The space agency's trusted workhorse Polar Satellite Launch Vehicle PSLV-C37, on its 39th mission, took off in the morning, at 9.28 am, today, from Sriharikota space centre with the 104 satellites, of which 101 belong to international customers. The first to be let off was India's high resolution Cartosat-2 series satellite made especially to monitor activities of India's neighbours. 

As the scientists at the Mission Control centre broke into cheers, Indian Space Research Organisation (ISRO) Chairman A S Kiran Kumar announced,"All 104 satellites successfully placed in orbit. My hearty congratulations to the entire ISRO team for the wonderful job they have done."
"This is a significant step for India. The first satellite will go in the 17th minute followed soon by two nano satellites by India. Later 96 satellites will be placed in their orbits," said Ajay Lele of ISRO.

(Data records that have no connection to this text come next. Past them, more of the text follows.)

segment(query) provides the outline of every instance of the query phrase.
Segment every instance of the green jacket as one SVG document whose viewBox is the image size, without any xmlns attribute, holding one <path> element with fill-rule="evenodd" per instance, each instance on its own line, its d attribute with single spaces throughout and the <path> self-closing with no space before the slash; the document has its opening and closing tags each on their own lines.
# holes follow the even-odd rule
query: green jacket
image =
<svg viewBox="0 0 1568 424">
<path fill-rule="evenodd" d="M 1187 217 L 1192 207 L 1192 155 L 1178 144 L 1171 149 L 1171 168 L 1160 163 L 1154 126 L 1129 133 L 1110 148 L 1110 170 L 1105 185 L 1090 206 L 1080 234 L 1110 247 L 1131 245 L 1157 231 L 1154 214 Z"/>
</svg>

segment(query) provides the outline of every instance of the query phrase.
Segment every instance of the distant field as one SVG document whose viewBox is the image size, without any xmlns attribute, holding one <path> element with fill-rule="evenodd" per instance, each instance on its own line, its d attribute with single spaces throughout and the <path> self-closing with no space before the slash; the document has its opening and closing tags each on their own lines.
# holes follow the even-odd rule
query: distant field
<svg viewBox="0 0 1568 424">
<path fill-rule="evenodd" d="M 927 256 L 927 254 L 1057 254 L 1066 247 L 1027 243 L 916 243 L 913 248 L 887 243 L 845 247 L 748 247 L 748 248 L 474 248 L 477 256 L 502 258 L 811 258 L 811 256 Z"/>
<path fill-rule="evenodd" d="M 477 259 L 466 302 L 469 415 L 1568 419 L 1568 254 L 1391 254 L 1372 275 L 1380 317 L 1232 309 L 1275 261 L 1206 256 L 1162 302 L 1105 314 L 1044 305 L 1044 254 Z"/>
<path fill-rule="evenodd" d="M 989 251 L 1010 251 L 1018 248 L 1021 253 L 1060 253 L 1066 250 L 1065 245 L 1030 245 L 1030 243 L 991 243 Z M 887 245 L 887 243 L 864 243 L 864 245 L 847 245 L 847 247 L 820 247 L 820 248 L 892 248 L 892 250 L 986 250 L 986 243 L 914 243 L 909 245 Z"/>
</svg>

The two Indian nano-satellites are ISRO's INS-1A and INS-1B. INS-1A and INS-1B which carry a total of four different payloads from Space Applications Centre (SAC) and Laboratory for Electro Optics Systems (LEOS) of ISRO for conducting various experiments.

PSLV first launched the 714 kg CARTOSAT-2 Series satellite for earth observation, followed by 103 co-passenger satellites, together weighing about 664 kg at lift-off into polar Sun Synchronous Orbit, about 520 km from Earth.